The Power of Observability: A Tale of Merging, Scaling & DevSecOps • George Aspirtakis • GOTO 2024

Learn how a company merged two observability tools, achieved a flat hierarchy, and empowered developers to reduce downtime, detect issues, and make data-driven decisions.

Key takeaways
  • Merging observability tools: Dustin merged two companies, each with their own observability tools, to create a single platform.
  • Flat hierarchy: The company has a flat hierarchy, making it easier for developers to understand and contribute to the observability tool.
  • Importance of observability: Observability is crucial for understanding what’s happening in the system, detecting issues, and preventing downtime.
  • New Relic as observability tool: The company uses New Relic as their observability tool, which provides a single pane of glass for monitoring and understanding the system.
  • Domain separation: The company separates domains into different teams, each responsible for their own code and observability.
  • MVP approach: The company takes an MVP approach to development, deploying code and collecting data in parallel to reduce risk.
  • Proactive monitoring: The company is proactive in monitoring and detecting issues, rather than reactive.
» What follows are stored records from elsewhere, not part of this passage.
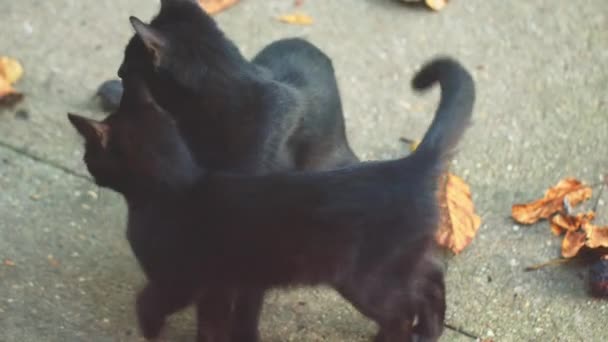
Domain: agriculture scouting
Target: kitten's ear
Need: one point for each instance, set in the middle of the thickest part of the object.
(93, 131)
(154, 40)
(165, 3)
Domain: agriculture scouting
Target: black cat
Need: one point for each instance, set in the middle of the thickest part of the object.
(281, 111)
(200, 235)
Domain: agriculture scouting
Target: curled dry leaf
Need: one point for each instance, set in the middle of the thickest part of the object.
(596, 236)
(571, 189)
(216, 6)
(296, 19)
(10, 72)
(562, 222)
(458, 221)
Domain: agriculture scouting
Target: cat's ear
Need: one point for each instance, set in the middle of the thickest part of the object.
(165, 3)
(93, 131)
(155, 41)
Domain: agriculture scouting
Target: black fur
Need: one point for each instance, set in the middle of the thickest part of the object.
(202, 235)
(281, 111)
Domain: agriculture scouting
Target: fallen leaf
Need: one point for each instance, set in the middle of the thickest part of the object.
(216, 6)
(562, 222)
(10, 69)
(10, 72)
(436, 5)
(572, 243)
(458, 221)
(296, 19)
(596, 236)
(571, 189)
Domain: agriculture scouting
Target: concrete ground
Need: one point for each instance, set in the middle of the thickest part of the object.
(541, 115)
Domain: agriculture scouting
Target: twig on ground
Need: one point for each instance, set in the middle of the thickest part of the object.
(553, 262)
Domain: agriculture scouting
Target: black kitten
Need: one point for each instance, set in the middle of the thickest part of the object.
(281, 111)
(199, 235)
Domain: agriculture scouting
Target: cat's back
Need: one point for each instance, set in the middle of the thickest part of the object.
(296, 61)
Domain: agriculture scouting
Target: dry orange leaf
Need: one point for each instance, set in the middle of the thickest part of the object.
(572, 243)
(562, 222)
(10, 72)
(573, 190)
(10, 69)
(596, 236)
(296, 19)
(458, 221)
(216, 6)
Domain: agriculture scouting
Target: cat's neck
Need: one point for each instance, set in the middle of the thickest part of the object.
(169, 187)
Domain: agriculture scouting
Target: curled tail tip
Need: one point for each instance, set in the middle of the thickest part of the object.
(437, 69)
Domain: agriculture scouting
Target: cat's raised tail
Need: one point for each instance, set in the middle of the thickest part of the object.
(455, 107)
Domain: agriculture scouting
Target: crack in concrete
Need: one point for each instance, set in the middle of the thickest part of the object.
(24, 152)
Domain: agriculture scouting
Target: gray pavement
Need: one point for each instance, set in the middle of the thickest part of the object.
(541, 115)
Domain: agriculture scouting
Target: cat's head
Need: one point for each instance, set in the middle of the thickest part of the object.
(138, 148)
(181, 49)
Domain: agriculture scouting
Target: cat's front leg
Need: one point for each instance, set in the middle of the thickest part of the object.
(214, 311)
(154, 303)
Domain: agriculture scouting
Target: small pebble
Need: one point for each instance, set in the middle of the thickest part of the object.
(92, 194)
(22, 114)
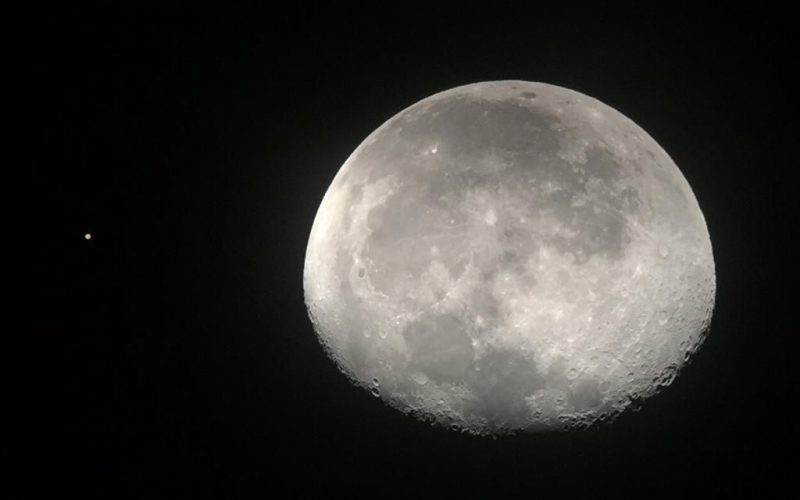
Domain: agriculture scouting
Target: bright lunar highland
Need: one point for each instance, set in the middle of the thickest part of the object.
(509, 256)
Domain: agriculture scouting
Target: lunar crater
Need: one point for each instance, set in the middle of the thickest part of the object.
(510, 256)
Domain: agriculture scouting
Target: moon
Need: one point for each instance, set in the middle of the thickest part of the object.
(510, 256)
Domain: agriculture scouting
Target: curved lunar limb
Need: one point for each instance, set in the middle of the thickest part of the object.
(508, 256)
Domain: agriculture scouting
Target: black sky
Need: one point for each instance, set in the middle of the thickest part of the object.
(196, 147)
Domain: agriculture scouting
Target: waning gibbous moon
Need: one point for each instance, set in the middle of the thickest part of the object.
(509, 256)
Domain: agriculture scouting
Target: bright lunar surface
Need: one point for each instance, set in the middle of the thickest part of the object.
(509, 256)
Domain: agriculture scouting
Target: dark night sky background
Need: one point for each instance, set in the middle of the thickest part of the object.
(196, 147)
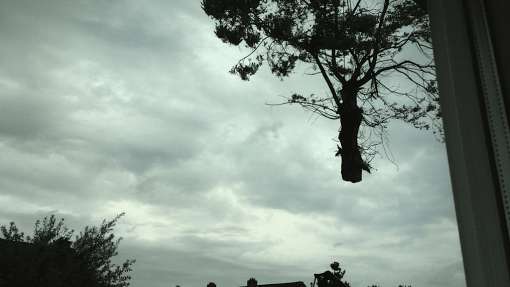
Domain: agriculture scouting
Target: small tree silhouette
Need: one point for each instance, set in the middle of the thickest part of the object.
(94, 246)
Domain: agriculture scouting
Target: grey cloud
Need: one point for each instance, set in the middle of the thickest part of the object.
(106, 102)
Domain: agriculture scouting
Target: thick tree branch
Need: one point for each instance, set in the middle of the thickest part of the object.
(326, 78)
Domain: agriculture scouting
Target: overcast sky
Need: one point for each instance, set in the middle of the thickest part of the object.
(127, 105)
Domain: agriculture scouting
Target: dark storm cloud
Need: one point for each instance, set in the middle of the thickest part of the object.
(109, 106)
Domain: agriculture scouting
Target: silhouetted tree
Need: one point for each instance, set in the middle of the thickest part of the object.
(361, 48)
(335, 278)
(94, 246)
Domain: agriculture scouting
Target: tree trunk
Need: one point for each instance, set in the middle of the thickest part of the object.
(350, 120)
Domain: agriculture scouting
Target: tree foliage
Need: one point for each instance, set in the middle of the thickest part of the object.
(94, 246)
(374, 56)
(335, 278)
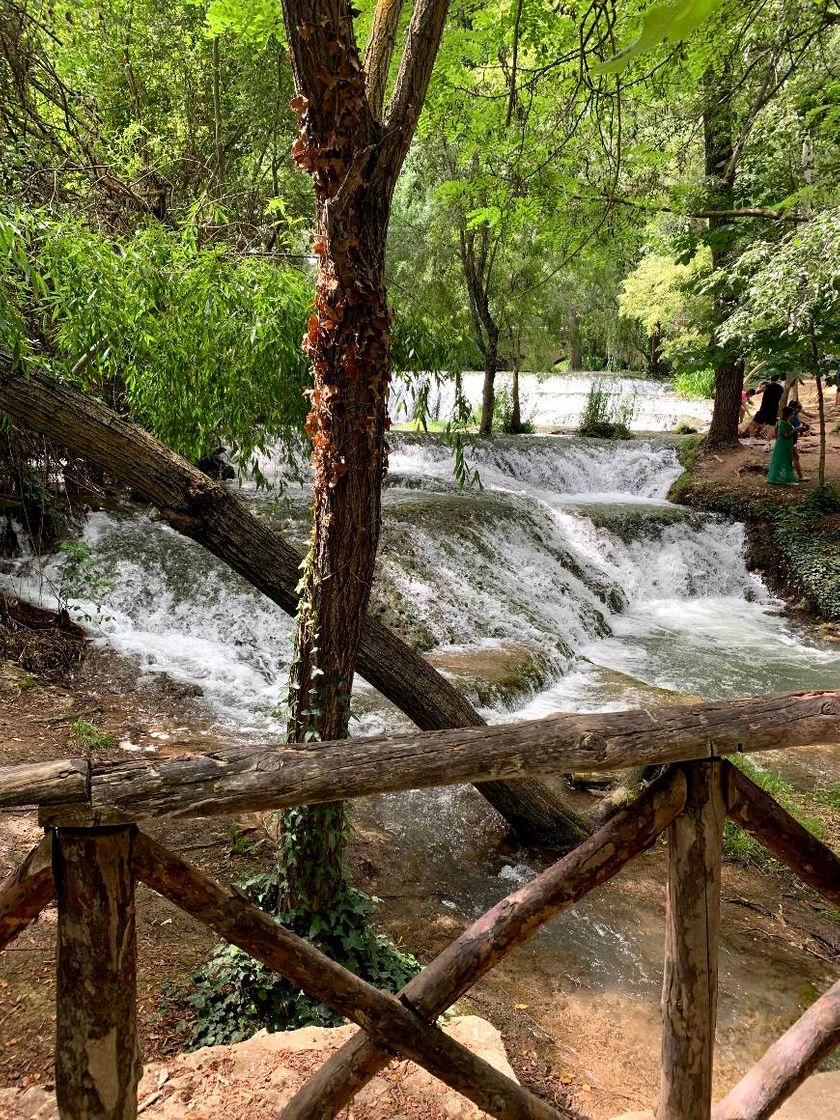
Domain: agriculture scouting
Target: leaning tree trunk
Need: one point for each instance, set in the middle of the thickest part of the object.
(488, 389)
(515, 406)
(720, 177)
(821, 413)
(576, 353)
(353, 157)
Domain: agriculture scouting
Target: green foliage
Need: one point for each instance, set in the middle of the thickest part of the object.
(606, 416)
(740, 846)
(235, 996)
(673, 20)
(787, 295)
(503, 412)
(90, 738)
(241, 842)
(809, 535)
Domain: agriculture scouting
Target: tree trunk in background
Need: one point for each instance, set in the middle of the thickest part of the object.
(576, 354)
(515, 407)
(654, 353)
(353, 158)
(488, 389)
(719, 152)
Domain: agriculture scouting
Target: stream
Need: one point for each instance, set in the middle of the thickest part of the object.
(567, 580)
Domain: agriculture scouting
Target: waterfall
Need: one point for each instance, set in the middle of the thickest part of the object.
(567, 563)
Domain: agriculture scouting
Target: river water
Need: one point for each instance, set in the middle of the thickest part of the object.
(567, 559)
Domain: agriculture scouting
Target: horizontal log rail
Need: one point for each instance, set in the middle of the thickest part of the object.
(95, 867)
(268, 777)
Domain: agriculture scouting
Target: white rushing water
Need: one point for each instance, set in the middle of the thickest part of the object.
(569, 554)
(568, 551)
(558, 400)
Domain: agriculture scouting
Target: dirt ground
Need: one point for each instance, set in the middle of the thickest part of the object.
(745, 468)
(588, 1046)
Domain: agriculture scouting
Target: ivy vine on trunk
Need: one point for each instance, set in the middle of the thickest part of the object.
(353, 151)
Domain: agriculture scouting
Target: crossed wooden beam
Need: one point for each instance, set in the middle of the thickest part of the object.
(92, 873)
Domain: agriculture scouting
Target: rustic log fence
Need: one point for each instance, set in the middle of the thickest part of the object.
(94, 852)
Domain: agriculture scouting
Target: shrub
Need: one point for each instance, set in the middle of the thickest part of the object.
(234, 996)
(605, 414)
(87, 737)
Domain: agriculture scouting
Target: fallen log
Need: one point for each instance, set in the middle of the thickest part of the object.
(250, 778)
(787, 1063)
(26, 892)
(510, 923)
(213, 515)
(762, 815)
(382, 1016)
(42, 783)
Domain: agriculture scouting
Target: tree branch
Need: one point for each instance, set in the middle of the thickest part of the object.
(380, 52)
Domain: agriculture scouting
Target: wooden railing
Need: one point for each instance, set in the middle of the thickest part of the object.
(94, 852)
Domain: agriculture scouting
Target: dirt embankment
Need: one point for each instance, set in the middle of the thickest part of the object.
(793, 531)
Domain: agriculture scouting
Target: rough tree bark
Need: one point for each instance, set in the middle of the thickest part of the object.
(477, 262)
(576, 353)
(515, 404)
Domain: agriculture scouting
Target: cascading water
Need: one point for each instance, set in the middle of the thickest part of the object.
(568, 554)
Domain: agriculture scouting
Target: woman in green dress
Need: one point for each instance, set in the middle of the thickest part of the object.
(781, 468)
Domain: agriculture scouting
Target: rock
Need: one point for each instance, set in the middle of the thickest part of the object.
(255, 1079)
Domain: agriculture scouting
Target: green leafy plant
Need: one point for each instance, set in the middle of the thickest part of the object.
(241, 842)
(90, 738)
(234, 996)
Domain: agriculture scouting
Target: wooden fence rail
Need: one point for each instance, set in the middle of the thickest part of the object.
(93, 854)
(261, 778)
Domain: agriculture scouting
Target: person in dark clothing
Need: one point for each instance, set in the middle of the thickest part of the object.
(767, 410)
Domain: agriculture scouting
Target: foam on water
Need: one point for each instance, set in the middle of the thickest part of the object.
(558, 400)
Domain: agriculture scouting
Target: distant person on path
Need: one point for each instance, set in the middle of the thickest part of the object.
(781, 468)
(800, 429)
(767, 410)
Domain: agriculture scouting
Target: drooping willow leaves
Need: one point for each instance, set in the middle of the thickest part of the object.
(201, 346)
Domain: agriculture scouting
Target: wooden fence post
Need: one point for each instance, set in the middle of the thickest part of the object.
(96, 1057)
(692, 922)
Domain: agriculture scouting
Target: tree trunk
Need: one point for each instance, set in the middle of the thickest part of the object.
(488, 389)
(692, 927)
(719, 149)
(96, 1056)
(576, 354)
(515, 407)
(654, 360)
(726, 411)
(821, 413)
(348, 343)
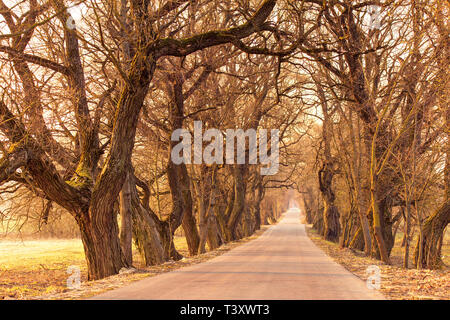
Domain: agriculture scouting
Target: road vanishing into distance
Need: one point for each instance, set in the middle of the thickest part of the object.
(282, 264)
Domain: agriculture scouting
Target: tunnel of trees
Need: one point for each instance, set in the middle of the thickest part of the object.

  • Empowering developers: The company empowers developers to take ownership of their code and domains, and trusts them to make decisions.
  • Peak periods: The company has a large online presence and experiences peak periods, such as Black Friday, which require scaling and proactive monitoring.
  • Alerting and notification: The company uses alerting and notification systems to inform teams of issues and prevent downtime.
  • Data-driven decision making: The company uses data to inform decision making, rather than relying on intuition or anecdotal evidence.
  • Separation of concerns: The company separates concerns into different domains, making it easier to understand and troubleshoot issues.
  • Harmonization: The company harmonized their observability tools after the merger, creating a single platform for monitoring and understanding the system.